The transformation experiments on lime substrate mock-up painting samples are shown in Figure S4. At 50 °C, the SEM image still displays spherical β-HgS, indicating that the transformation process is incomplete. According to the optimization of the synthesis temperature discussed in Section 3.3, the formation of α-HgS requires a temperature higher than 60 °C. As the temperature increases to 60 °C and 70 °C, the spherical β-HgS transforms into hexahedral-shaped α-HgS, with XRD patterns confirming the formation of α-HgS (Figure S4b,c). Consequently, the conversion of β-HgS to α-HgS is achievable at reaction temperatures exceeding 60 °C in the mock-up painting samples.

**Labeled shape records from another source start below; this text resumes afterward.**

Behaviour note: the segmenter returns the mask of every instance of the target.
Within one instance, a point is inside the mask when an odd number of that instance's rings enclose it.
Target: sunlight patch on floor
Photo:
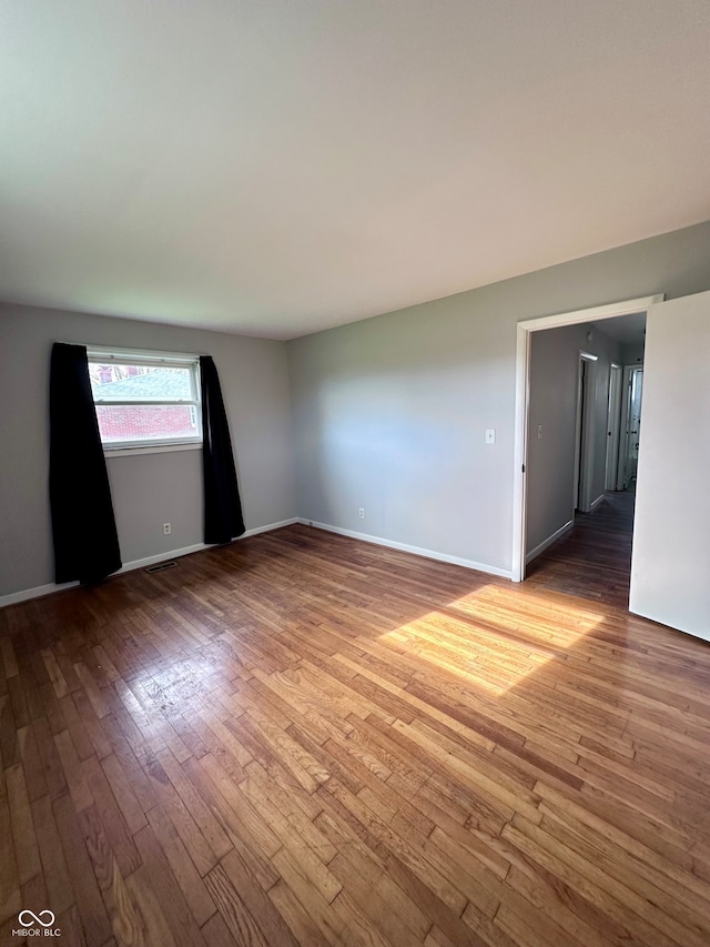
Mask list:
[[[591,608],[484,585],[381,636],[397,651],[505,694],[594,631],[606,616]]]

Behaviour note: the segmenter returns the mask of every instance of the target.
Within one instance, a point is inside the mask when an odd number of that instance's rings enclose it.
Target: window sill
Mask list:
[[[103,456],[106,460],[111,457],[132,457],[143,454],[168,454],[173,451],[201,451],[202,444],[155,444],[154,446],[145,445],[144,447],[104,447]]]

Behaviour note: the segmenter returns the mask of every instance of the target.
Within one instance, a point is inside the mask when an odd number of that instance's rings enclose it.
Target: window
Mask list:
[[[196,356],[101,349],[88,356],[105,451],[202,443]]]

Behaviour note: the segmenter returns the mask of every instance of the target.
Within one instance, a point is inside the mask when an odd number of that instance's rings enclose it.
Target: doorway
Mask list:
[[[578,510],[581,513],[588,513],[591,510],[594,500],[591,491],[595,457],[594,407],[597,361],[598,356],[591,352],[579,353],[572,511]]]
[[[623,370],[623,425],[619,451],[617,490],[628,490],[636,482],[641,437],[641,404],[643,399],[643,365],[627,365]]]
[[[612,303],[610,305],[595,306],[594,309],[561,313],[559,315],[540,316],[539,319],[526,320],[524,322],[518,323],[518,349],[516,364],[516,443],[514,460],[514,535],[511,568],[511,577],[514,581],[521,582],[525,578],[526,574],[528,514],[527,462],[530,437],[530,363],[531,342],[534,333],[547,329],[578,325],[580,323],[595,323],[600,322],[601,320],[616,320],[625,315],[645,313],[649,305],[662,302],[663,299],[665,296],[662,294],[645,296],[640,299],[628,300],[626,302]],[[642,391],[642,383],[640,391]],[[611,393],[609,392],[609,395]],[[539,432],[538,436],[540,436]],[[581,459],[581,453],[579,456]],[[580,463],[580,469],[581,466],[582,465]],[[584,497],[581,502],[585,502]]]
[[[612,362],[609,369],[609,401],[607,404],[607,459],[605,463],[605,490],[618,488],[622,375],[623,367],[616,362]]]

While the transformation mechanism showed promising results in mock-up painting samples, the complexity of real case studies presents numerous challenges. In traditional mural paintings, cinnabar is embedded in complex matrices, such as calcium carbonate support, and is subject to interference from other pigments and binding media. These matrices can affect the chemical and physical behavior of cinnabar, posing challenges to the proposed conversion mechanisms. Light irradiation can cause cinnabar to undergo an oxidation reaction, exhibiting typical semiconductor properties. Moreover, the results of photochemical reaction kinetics indicate that doping with minium (Pb₃O₄) may accelerate the photodegradation process [42]. Halogen impurities, especially chloride ions, play a significant role in the degradation of cinnabar. Mercury chlorides such as HgCl₂, Hg₂Cl₂, and Hg₃S₂Cl₂ have been detected in blackened cinnabar. These are likely intermediate products of cinnabar degradation, demonstrating the chemical reaction between cinnabar and specific salts. Pollutants in the air, such as dust and sulfur dioxide, can adhere to the surface of cinnabar, making its surface become duller or turn gray. In addition, the proposed conversion strategy requires supplementing S or HgCl₂, and it remains uncertain whether these interventions will affect the original mural system, necessitating further indepth study.

4. Conclusions

In summary, regular hexahedral α-HgS and spherical β-HgS were precisely synthesized by adjusting the S/HgCl₂ ratio and reaction temperature. Black β-HgS was successfully converted to red α-HgS using two conversion strategies in a solution system. The restoration of cinnabar blackening in mock-up painting samples was achieved by supplementing S monomers. While the proposed conversion strategies require introducing cinnabar raw materials and have not yet achieved non-intervention conversion, they are expected to provide valuable reference information for restoring cinnabar/vermilion red patterns in murals. The larger particle size of α-HgS compared to β-HgS may hinder the complete conversion of crystalline α-HgS to β-HgS. We will further investigate the conversion of α-HgS to β-HgS by reducing its particle size through grinding.